The MD approach assumes that the species is distributed optimally at the mean environmental conditions, and that any deviation from the mean (optimal) conditions is associated with lower suitability (Farber and Kadmon 2003). Similar to many multivariate analysis, it may be difficult to interpret how the environmental variables directly relate to species distribution.
A surface representing Mahalanobis distance for species distribution can be calculated with statistical software (e.g., R or SAS). This analysis can also be conducted using multivariate statistical software such as PCord.
When data are limited investigators may consult groups of experts to subjectively delineate species distributions or define environmental features that influence species distributions. Expert opinion can be incorporated into species distribution modeling by providing input into data preparation, identifying suspect records of species occurrences, selecting relevant environmental features influencing species distribution, developing various models, or by grouping vegetation into habitat suitability classes (Pearce et al. 2001).
This approach requires limited field data collection. However, it is a time consuming process of identifying and interviewing experts for various ecosystems or species. Published literature (peer-reviewed articles and reports) should also be reviewed to supplement expert opinion information. If expert opinion models are displayed spatially then all relevant environmental features are needed in a spatial data layers such as grids or vectors.
Since there is little or no field data collection this method is relatively inexpensive. For a few species and ecosystems, experts are available with extensive knowledge based on decades of field experience.

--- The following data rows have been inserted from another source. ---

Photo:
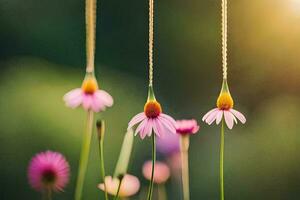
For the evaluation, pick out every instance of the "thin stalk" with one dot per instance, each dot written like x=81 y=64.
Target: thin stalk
x=222 y=162
x=150 y=190
x=119 y=187
x=49 y=194
x=184 y=147
x=90 y=20
x=84 y=157
x=162 y=194
x=101 y=131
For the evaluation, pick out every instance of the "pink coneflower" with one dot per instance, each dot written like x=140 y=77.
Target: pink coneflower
x=185 y=127
x=48 y=171
x=161 y=171
x=130 y=185
x=224 y=108
x=89 y=96
x=152 y=118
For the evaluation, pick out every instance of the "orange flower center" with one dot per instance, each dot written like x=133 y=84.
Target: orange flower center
x=152 y=109
x=225 y=101
x=89 y=86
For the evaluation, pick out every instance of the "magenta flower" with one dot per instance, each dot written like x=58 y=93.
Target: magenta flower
x=130 y=185
x=48 y=171
x=161 y=171
x=187 y=127
x=152 y=119
x=89 y=96
x=224 y=108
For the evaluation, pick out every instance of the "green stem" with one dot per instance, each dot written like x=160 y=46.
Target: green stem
x=84 y=157
x=150 y=190
x=162 y=194
x=101 y=142
x=222 y=162
x=184 y=146
x=119 y=187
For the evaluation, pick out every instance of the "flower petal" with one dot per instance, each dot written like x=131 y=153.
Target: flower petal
x=141 y=127
x=228 y=119
x=97 y=105
x=87 y=101
x=239 y=115
x=167 y=124
x=219 y=117
x=158 y=128
x=136 y=119
x=212 y=117
x=73 y=98
x=104 y=97
x=169 y=118
x=148 y=128
x=208 y=113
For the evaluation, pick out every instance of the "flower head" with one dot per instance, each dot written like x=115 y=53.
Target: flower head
x=186 y=127
x=48 y=170
x=152 y=119
x=224 y=108
x=161 y=171
x=130 y=185
x=89 y=96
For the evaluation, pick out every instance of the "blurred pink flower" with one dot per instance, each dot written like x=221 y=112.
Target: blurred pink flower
x=152 y=118
x=161 y=171
x=168 y=143
x=48 y=170
x=89 y=96
x=130 y=185
x=174 y=161
x=186 y=127
x=224 y=108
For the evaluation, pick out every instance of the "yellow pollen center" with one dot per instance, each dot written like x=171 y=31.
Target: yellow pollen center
x=225 y=101
x=89 y=86
x=152 y=109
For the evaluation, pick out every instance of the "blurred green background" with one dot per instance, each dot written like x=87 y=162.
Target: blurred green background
x=42 y=56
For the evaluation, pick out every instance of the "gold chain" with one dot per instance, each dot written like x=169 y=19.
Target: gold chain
x=224 y=38
x=90 y=20
x=151 y=18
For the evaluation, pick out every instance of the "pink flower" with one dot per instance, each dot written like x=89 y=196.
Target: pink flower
x=152 y=119
x=89 y=96
x=186 y=127
x=168 y=143
x=130 y=185
x=224 y=108
x=161 y=171
x=48 y=170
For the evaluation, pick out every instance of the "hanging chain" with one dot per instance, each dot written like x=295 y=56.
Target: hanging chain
x=224 y=38
x=90 y=20
x=151 y=18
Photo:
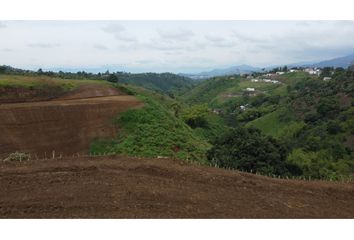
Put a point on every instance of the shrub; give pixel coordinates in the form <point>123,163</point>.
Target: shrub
<point>248,149</point>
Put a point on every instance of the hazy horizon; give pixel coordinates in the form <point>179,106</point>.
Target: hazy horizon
<point>170,46</point>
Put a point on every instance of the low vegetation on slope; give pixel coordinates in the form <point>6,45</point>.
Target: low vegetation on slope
<point>311,117</point>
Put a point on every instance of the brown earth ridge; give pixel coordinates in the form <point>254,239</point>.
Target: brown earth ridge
<point>124,187</point>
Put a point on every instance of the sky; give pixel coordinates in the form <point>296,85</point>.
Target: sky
<point>170,46</point>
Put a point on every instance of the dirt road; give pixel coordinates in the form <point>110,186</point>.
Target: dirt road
<point>121,187</point>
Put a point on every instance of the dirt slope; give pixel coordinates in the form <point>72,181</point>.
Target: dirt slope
<point>66,125</point>
<point>120,187</point>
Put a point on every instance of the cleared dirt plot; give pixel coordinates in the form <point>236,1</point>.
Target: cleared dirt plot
<point>121,187</point>
<point>66,125</point>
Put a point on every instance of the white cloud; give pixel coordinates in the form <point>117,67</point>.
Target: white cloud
<point>43,45</point>
<point>99,46</point>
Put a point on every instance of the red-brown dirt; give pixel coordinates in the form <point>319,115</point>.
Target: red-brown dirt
<point>121,187</point>
<point>65,125</point>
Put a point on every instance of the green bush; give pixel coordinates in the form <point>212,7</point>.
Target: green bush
<point>153,131</point>
<point>18,157</point>
<point>248,149</point>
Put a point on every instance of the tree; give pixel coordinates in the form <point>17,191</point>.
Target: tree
<point>2,69</point>
<point>351,67</point>
<point>248,149</point>
<point>112,78</point>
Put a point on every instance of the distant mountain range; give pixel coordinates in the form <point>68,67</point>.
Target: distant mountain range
<point>335,62</point>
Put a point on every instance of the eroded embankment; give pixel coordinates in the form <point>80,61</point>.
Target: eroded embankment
<point>63,126</point>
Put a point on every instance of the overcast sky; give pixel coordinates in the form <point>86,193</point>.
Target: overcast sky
<point>174,46</point>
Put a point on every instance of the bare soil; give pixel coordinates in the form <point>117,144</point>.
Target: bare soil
<point>122,187</point>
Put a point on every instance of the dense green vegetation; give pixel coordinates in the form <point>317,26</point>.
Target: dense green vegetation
<point>167,83</point>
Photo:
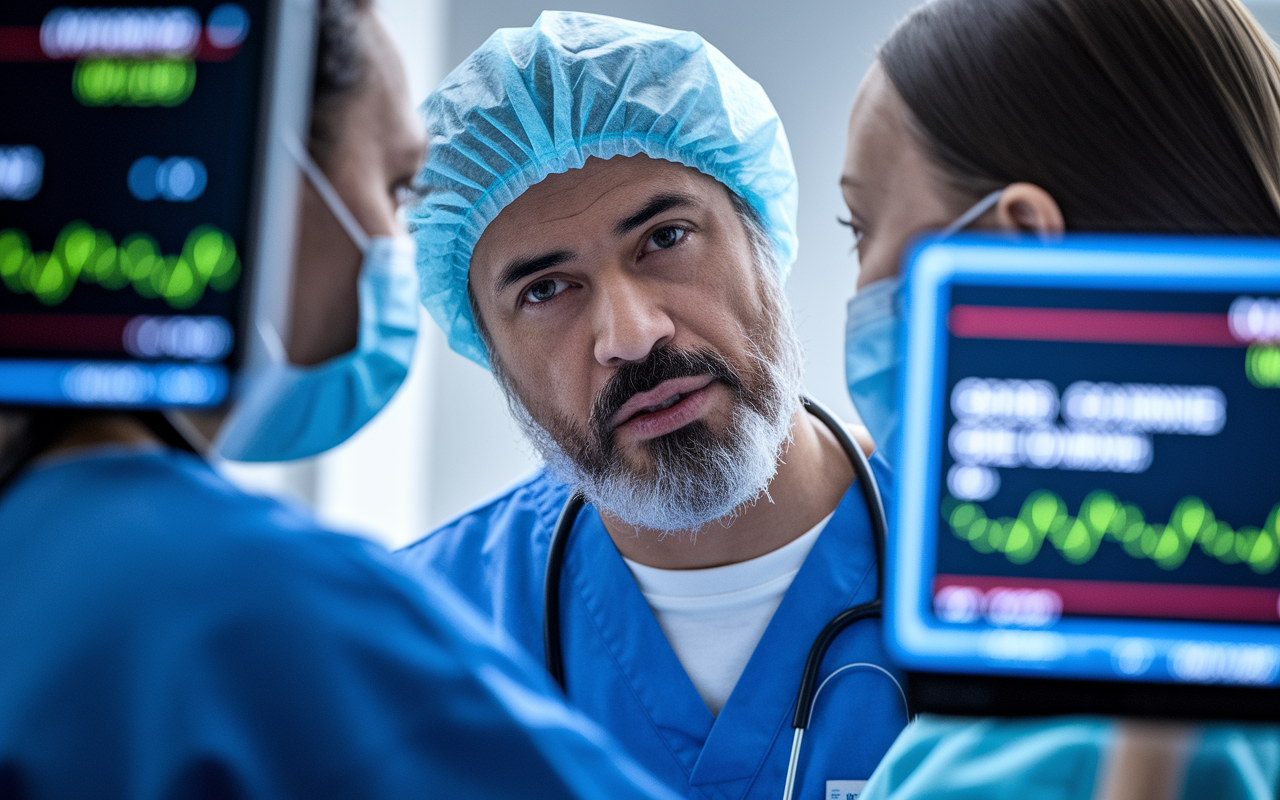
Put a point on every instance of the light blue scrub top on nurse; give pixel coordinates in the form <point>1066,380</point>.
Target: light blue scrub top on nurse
<point>622,672</point>
<point>167,636</point>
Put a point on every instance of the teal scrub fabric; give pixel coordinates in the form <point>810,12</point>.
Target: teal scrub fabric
<point>164,635</point>
<point>941,758</point>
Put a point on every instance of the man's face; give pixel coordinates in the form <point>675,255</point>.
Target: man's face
<point>645,348</point>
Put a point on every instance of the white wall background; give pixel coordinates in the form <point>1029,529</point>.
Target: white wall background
<point>446,442</point>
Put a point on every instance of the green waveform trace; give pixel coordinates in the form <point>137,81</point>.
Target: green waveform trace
<point>1262,365</point>
<point>81,254</point>
<point>1043,517</point>
<point>133,82</point>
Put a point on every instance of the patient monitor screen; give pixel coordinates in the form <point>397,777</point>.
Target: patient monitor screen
<point>1104,460</point>
<point>127,145</point>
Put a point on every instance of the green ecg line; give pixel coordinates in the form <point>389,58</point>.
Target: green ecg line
<point>208,260</point>
<point>164,82</point>
<point>1043,517</point>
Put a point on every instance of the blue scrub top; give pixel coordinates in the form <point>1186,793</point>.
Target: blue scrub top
<point>165,635</point>
<point>622,672</point>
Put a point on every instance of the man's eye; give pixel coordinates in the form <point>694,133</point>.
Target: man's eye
<point>667,237</point>
<point>543,291</point>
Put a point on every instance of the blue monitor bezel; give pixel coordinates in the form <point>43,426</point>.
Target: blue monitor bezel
<point>1073,648</point>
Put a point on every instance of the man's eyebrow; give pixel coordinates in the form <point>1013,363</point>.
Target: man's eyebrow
<point>657,205</point>
<point>522,268</point>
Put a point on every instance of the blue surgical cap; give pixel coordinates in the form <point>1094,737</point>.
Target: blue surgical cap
<point>536,101</point>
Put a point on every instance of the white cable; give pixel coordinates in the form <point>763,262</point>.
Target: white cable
<point>327,192</point>
<point>794,764</point>
<point>789,789</point>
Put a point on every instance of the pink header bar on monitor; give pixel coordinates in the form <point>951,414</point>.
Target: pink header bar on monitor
<point>1101,325</point>
<point>1137,599</point>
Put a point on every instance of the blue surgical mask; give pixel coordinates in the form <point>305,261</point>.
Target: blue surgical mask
<point>873,351</point>
<point>289,411</point>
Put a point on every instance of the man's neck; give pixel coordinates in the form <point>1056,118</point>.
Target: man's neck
<point>812,479</point>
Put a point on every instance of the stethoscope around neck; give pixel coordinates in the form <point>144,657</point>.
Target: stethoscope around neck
<point>809,685</point>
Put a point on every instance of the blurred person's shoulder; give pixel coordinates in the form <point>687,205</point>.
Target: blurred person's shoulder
<point>496,552</point>
<point>159,521</point>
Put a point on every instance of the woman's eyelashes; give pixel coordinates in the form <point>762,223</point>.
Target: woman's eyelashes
<point>853,227</point>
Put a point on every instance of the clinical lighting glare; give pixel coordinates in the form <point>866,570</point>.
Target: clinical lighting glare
<point>197,338</point>
<point>177,179</point>
<point>227,26</point>
<point>22,172</point>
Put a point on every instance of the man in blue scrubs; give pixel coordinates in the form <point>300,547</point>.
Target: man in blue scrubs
<point>608,216</point>
<point>165,636</point>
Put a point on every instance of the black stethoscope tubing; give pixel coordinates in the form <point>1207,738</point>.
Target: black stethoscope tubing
<point>821,644</point>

There is limited publishing information or available expert knowledge for many rare and federally protected species. When experts are available, the degree of their expertise may be difficult to evaluate and it can be difficult to standardize interview techniques. While it is a cost-effective approach with regard to limited field data collection, incorporating expert opinion into distribution modeling can be a slow and tedious process and is usually performed on a species-by-species basis (Seoane et al. 2005). Distribution models created from expert opinion are rarely validated with independent data. Therefore, a high level of uncertainty is present in the model until observations confirm the presence of the species in relation to environment.
To address some of the uncertainties with varying expert opinions, species distribution models created with expert opinion can be subject to a pairwise comparison technique (Analytic Hierarchy Process) developed by Saaty (Saaty T.L., 1980), whereby experts rank the relative importance of each variable in a pair using a continuous scale. For example, each expert selects the variable deemed to be more important in each of pairwise comparisons and rank how important the selected variable is, compared with the others, on a scale of 1 (equally important) to 9 (extremely more important). The pairwise comparisons are transformed into a matrix of ranks based on the Analytic Hierarchy Process model. Those ranks can be calculated by averaging the survey scores of all respondents for each pairwise comparison to represent the relative importance of each variable against another variable.
Beyond locating and interviewing experts, modeling species distribution with expert opinion usually requires GIS knowledge to compile a map overlaying relevant environmental features expected to influence species distribution.